Lemon Lemon is more clearly defined as a sparkling lemonade, a beverage formula that is more popular abroad but PepsiCo hopes will see success in the U.S. market as well. It will be marketed globally under the 7UP trademark, which PepsiCo owns in all markets outside of the U.S., where it is controlled by Dr Pepper Snapple (DPS). Lemon Lemon’s flavors include blackberry and peach, while IZZE Fusions includes orange mango and strawberry melon.
Perhaps most importantly, Lemon Lemon contains 70 calories per 12-ounce can while IZZE Fusions has 60 calories for the same size serving, made with a mix of stevia and cane sugar. That’s important because PepsiCo made a promise last year that at least two-thirds of the company’s global beverage volume will come from drinks that have 100 calories or fewer from added sugar per 12-ounce serving. PepsiCo has been busy boosting spending on innovation to help hit that target. Investment in research and development has increased by 45% since 2011.
As Fortune has reported, stevia has become a popular sweetener because it is derived from the leaf of a plant, and therefore viewed as natural. But because stevia contains a bitter undertaste, beverage companies can’t lean on stevia to completely sweeten a drink. So instead, companies like PepsiCo have blended a mix of stevia and sugar as a way to cut down on calories but still retain taste consumers will gravitate to.

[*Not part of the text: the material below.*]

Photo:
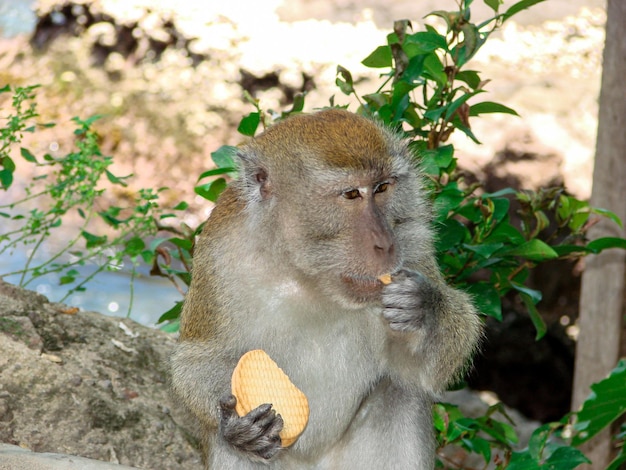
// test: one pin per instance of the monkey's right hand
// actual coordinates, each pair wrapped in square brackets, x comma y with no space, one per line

Consumers, So explained, are “reducing their sugar consumption and looking for beverages that provide a range of choices. This is a better-for-you proposition.” PepsiCo has argued the company’s portfolio is strongest when it is diversified to include full-calorie drinks like the traditional Pepsi, some zero-calorie options, and beverages that fall in between the two. That’s because consumers are being more flexible in their drinking habits and less loyal to a specific single carbonated soda brand.
Broadly, PepsiCo’s moves to remake the company’s portfolio to be healthier in consumers’ eyes have paid off. The company ended 2016 with strong fourth-quarter results, due to particularly strong growth for the company’s North America operations, especially for the Frito-Lay and beverages portfolio.